Author’s note: This post is one of a series on my visit to the Mkuru Maasai Training Camp. To read all posts in the series, click here.


  1. I’m struck by the last photo: the broken ground does not look like it would easy to negotiate without footwear. Jacobo does have basic footwear. Did all the Masai you saw also have at least basic sandals or shoes?

    1. Excellent comment! Some do some don’t. When I was in Ethiopia I was stunned that 90% of the people outside of the city do not wear shoes but walk barefoot. The soles of their feet harden enough so they become tough and are used to it. I expect the same happens with the Maasai. Great question.

  2. Fascinating story. I loved seeing the pictures of the different structures. I hope to be going into tribal communities soon. Here is Australia it’s difficult to find Traditional Culture.

    1. Thanks for sharing! I bet it would be really great to see traditional culture in Australia if you can find it. I feel the same way about traditional Native American culture here. There culture has been really sacrificed by our governmental policies. It is sad.

    1. I still think it would be great to compare Alison to what it was like in 1980 versus now. I think there are some positive changes. The women are now getting more empowered with their bead work and NGOs are helping the Maasai with environmental conservation and education and overall well-being. It would be fascinating to compare.

      1. I was travelling through in 1980. I did a 4 month overland trip from Cape Town to London.
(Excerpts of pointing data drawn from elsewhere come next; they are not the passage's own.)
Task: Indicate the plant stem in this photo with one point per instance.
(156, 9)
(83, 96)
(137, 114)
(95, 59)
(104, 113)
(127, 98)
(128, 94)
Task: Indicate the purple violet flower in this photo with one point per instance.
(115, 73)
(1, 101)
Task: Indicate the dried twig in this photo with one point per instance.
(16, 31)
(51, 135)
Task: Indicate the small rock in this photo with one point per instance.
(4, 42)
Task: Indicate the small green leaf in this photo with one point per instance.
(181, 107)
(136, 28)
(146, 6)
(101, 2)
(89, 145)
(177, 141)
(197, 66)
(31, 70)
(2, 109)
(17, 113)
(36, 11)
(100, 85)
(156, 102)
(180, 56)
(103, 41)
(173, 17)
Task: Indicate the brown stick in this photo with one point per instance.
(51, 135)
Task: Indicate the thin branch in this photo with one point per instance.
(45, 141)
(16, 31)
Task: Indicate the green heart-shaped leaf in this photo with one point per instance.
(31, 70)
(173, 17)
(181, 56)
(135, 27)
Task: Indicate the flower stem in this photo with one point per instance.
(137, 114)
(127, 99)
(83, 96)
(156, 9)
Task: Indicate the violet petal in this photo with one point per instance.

We camped every night in the wilderness. It was safer than camping in or near towns. We met Massai in Tanzania, but did not really get a chance to interact with them. They were all in traditional dress, and were not lining up for tourists, but just living their ordinary lives. Sometimes we would see groups of them off in the distance with their cattle. We had a closer encounter with the local tribe in southern Sudan I think it was – one night a local man came to our camp and ate with us, then came back the next morning with members of his tribe, both men and women. From their dress and their artefacts it was obvious they were still living as they had done for hundreds of years.
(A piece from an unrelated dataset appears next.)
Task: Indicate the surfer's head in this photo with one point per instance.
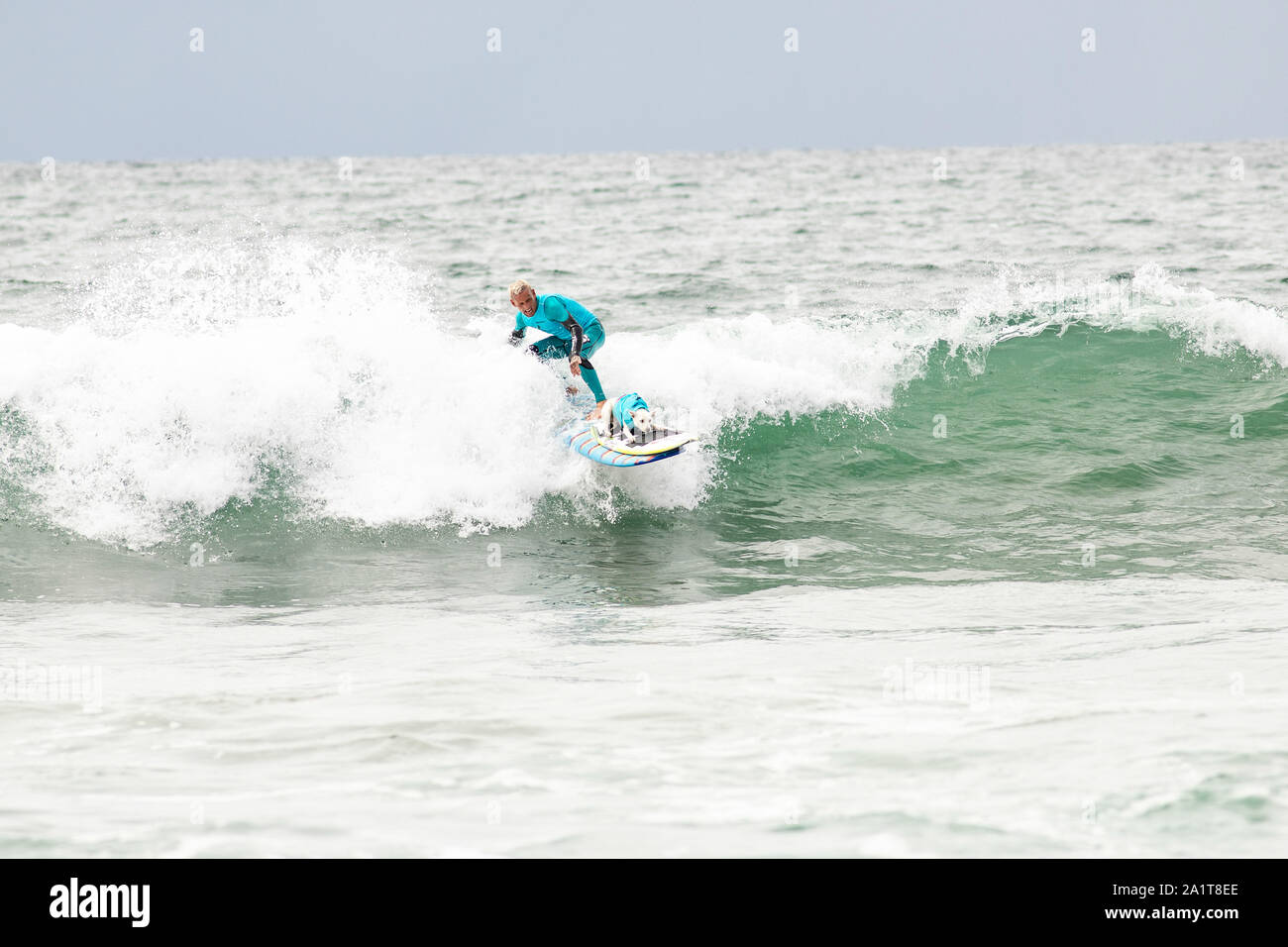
(523, 298)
      2. Wow Alison! That sounds so amazing! My friend did a similar overland tour of Africa in the early 1990s and said it was the best experience of her life. I can only imagine. Wow.

    1. It was amazing but yes the snakes are a bit scary. My parents live in Tucson and I’m used to all kinds of scary things there like scorpions, rattlesnakes and dangerous spiders but at least a hospital is near by whereas in the bush you are hours!

      1. Right! Hospitals. Last thing you want is to need one when there isn’t one. I used to live in Tucson, still have friends in Green Valley.

      2. I always thought Tucson was just OK. Nothing bad about it (discounting snakes and scorpions and rabid coyotes), but nothing really good about it either. I did like all the hikes, too!

    1. It does seem hard to believe but basically the inside of the glass lantern was covered in black soot. Jacobo took the dried dung and used it like a scrubbing agent to get the black soot off and then dumped it out. Next he added a small amount of water, swished it around and it was clean. Amazing huh. Yes snakes in the toilet were very scary. I had to go to the toilet during the night but was so afraid that I peed in a small bowl and threw it out the tent! Seriously!

  3. Wow, what a cliff-hanger! I can’t wait to see what life was like in the village. It must have been pretty cool to be the only person on camp, although I would definitely have shared your concerns about the snakes!

    1. Thanks Emily! I just published the second post yesterday which I think is even better. It was such a crazy experience. I will admit I was a bit freaked out at night in the pitch blackness of my tent all alone. It was a little scary.